Shopify has been taking advantage of people’s new shopping habits, especially after the mass shift to online platforms began during the shutdown. The Canada-based e-commerce service provider’s market value grew steadily since early last year as investors responded positively to its impressive performance. The stock peaked in mid-November, after staying on the growth path for a long time, but pared a part of the gains since then.
Investing in SHOP
Despite the recent pullback SHOP looks fully valued, but that shouldn’t discourage prospective investors from buying this high-growth stock, for the long term.
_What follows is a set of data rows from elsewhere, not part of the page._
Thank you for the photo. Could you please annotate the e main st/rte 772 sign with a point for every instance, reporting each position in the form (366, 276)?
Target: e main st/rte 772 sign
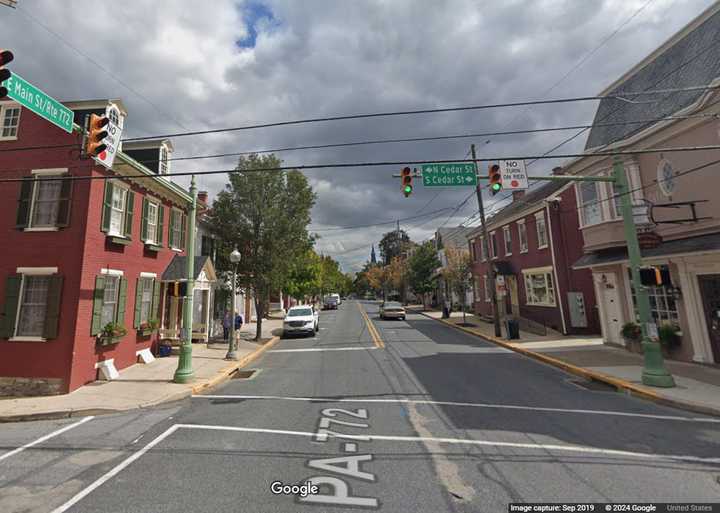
(452, 174)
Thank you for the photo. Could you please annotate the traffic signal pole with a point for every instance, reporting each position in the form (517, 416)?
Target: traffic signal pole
(486, 246)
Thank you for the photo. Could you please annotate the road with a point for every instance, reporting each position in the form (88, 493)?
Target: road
(416, 417)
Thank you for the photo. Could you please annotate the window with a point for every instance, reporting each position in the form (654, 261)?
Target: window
(522, 236)
(588, 198)
(507, 236)
(10, 116)
(32, 304)
(44, 202)
(663, 307)
(541, 229)
(539, 289)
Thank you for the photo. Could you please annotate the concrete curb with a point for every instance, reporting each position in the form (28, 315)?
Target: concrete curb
(620, 384)
(222, 376)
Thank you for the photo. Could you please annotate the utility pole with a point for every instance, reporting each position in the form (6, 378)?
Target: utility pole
(184, 372)
(654, 371)
(486, 246)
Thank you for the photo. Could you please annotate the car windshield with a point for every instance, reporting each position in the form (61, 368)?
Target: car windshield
(300, 312)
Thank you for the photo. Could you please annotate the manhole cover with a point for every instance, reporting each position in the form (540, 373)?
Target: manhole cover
(591, 384)
(240, 374)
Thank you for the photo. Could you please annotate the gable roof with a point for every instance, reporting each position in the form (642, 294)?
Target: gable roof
(690, 58)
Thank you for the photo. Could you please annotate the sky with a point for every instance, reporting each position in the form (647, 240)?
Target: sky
(182, 66)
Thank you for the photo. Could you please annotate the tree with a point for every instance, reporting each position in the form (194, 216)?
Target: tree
(393, 244)
(458, 272)
(422, 266)
(265, 214)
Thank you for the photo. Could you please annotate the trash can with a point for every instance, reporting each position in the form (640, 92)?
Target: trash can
(513, 329)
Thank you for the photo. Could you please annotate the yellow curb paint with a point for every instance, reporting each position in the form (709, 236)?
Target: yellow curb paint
(227, 371)
(374, 334)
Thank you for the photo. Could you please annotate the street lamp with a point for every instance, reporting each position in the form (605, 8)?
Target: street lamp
(232, 345)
It has room for further gains and is seen growing by about 10% through next year.
Market watchers are quite bullish on the company’s future performance and see double-digit sales growth through 2026. The management expects the company’s partnership with social media platforms like Facebook Inc. (NASDAQ: FB) and newly-added TikTok would drive stable revenue growth.
The relevance of the company’s comprehensive offerings, ranging from e-commerce software to POS systems, is constantly increasing. The demand for cloud-supported e-commerce services is expected to grow at an accelerated pace in the coming years and Shopify is uniquely positioned to tap into those opportunities. The company recently launched Shopify Markets to enhance cross-border commerce and a money-management platform called Shopify Balance.
In the most recent quarter, for which results were published in late October, earnings missed analysts’ forecast by a wide margin, after beating in each of the trailing seven quarters. Adjusted earnings decreased sharply to $0.81 per share despite a 46% jump in revenues to $1.12 billion. The top-line growth reflects strong performance by both the business segments. However, revenues and gross merchandise volumes missed the Street view even as overall e-commerce growth decelerated.
The slowdown is attributable to the tough comparison with last year’s third quarter when online activity surged to record highs triggering an e-commerce boom. It is worth noting that Shopify is not immune to the supply chain issues and logistics inflation that continue to affect both merchants and e-commerce companies.
From Shopify’s Q3 2021 earnings conference call:
“As a platform, Shopify enables merchants to connect with buyers through social and search in a number of different ways. While this most commonly happens via traditional ads placed, more merchants are finding value using a Shopify integrated marketing app or integration that takes buyers direct to checkout. In fact, GMV generated through these valuable integrations for social grew more than tenfold from the same quarter last year and double-digit sequentially.”
Recovering from the recent dip, SHOP breached the $1,500-mark once again this week and stayed well above its long-term average. After gaining 27% since the beginning of the year, the stock traded sharply higher on Tuesday afternoon. It had closed the last trading session at $1,428.12.